Quella sicumera espressa nell'ultima frase dell'Assessore esprime tutta l'essenza della gestione Marone.
Dire tutto con convinzione, anche se è falso. La gente comune ci crederà!
Si tratta del Presidente del Parco delle Groane che è anche Assessore nella neonata Provincia di Monza e Brianza.
Al di là della questione in sè, che meriterebbe un capitolo a parte del vostro bel blog, se ci fosse ancora qualcuno, qui in periferia, che non fosse informato della vicenda, avrebbe atteso, invano, di leggere la notizia sul "Notiziario" che, di solito, riporta anche quando il sindaco va a far la pipì, ma in questo caso NULLA!

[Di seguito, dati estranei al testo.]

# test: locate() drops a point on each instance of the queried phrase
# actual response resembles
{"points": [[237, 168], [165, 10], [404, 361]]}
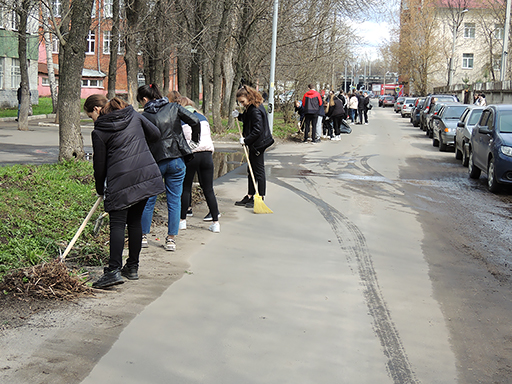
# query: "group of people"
{"points": [[138, 156], [324, 117]]}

Giusto per dire del livello degli organi locali di informazione.
questo presidente del PDL del parco delle groane è anche il capo del nostro segretario (multilavoro-multiruolo e multi stipendio?!) Giammarrusti! giusto?
Mi sa che ne vedremo delle belle su quella vicenda. Rimanendo sul tema del "in che mani siamo" si vocifera da tempo sul presidente e sui consiglieri di ASM.... non dovrebbero essere come prevede la norma persone particolarmente preparate ed esperte? La selezione effettuata a suo tempo come è stata svolta?
Mi pongo queste domande perchè parlando del presidente di ASM, tal Antonio sacco sembrerebbe persona che attualmente svolge il lavoro di operaio elettriscista presso un' azienda di trasporti pubblica. A capo di una azienda come ASM che ci fa una persona che professionalmen te non sembrerebbe avere le competenze economiche e giuridico-legali se non manageriali per la conduzione di una realtà complessa come questa?